Kraft also acquired Germany-based Just Spices GmbH, a direct-to-consumer business that sells 70% of its ready-made and one-step spice blends directly to consumers. The company has a strong presence in Germany, Spain, Austria and Switzerland.
The company's marketing budgets are also being gradually increased with a focus on specific projects yielding a higher return on investment. If the success of this turnaround plan continues the way it has for the past year, then the company is definitely on the right track.
Online grocery purchasing upside
The continued trend in online shopping is bound to drive Kraft Heinz’s sales in the long run. Given the strong brand power of its portfolio and its ability to build on a digital marketing strategy, the company’s online sales should continue to grow. From a macro perspective, online grocery sales, which were originally estimated to account for 4.3% of all grocery purchases in 2020, actually made up over 10% of the total for the year. Their share is expected to be as high as 20% by 2025. The biggest beneficiaries of this trend are expected to be companies with big brands and good spending power like Kraft Heinz.

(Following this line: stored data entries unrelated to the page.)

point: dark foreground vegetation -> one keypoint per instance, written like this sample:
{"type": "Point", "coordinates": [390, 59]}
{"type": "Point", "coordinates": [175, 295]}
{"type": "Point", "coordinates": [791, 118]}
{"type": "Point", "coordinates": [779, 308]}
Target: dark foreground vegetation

Kraft has also been able to demonstrate its ability to boost sales through price increases without letting the unit volumes drop, though it is uncertain as to how long it can continue to do so. If it is able to maintain a favorable price volume mix, Kraft Heinz is expected to continue having good results.
Final thoughts
Kraft Heinz is a classic defensive play and I see limited volatility in the stock despite inflationary pressures, rising interest rates and geopolitical tensions. The company is valued at an enterprise value-to-revenue multiple of 2.47 and a price-earnings ratio of 45.88, which are a tad bit on the higher side when compared to averages for the consumer packaged goods industry.
The company is facing its fair share of challenges, such as the increasing consumption of fresh foods and the gradual erosion of the market for processed foods. It is also seeing stiff competition from many smaller players, particularly retailers' private labels. Overall, despite an interesting turnaround story, Kraft Heinz is a relatively expensive bet given the challenges ahead.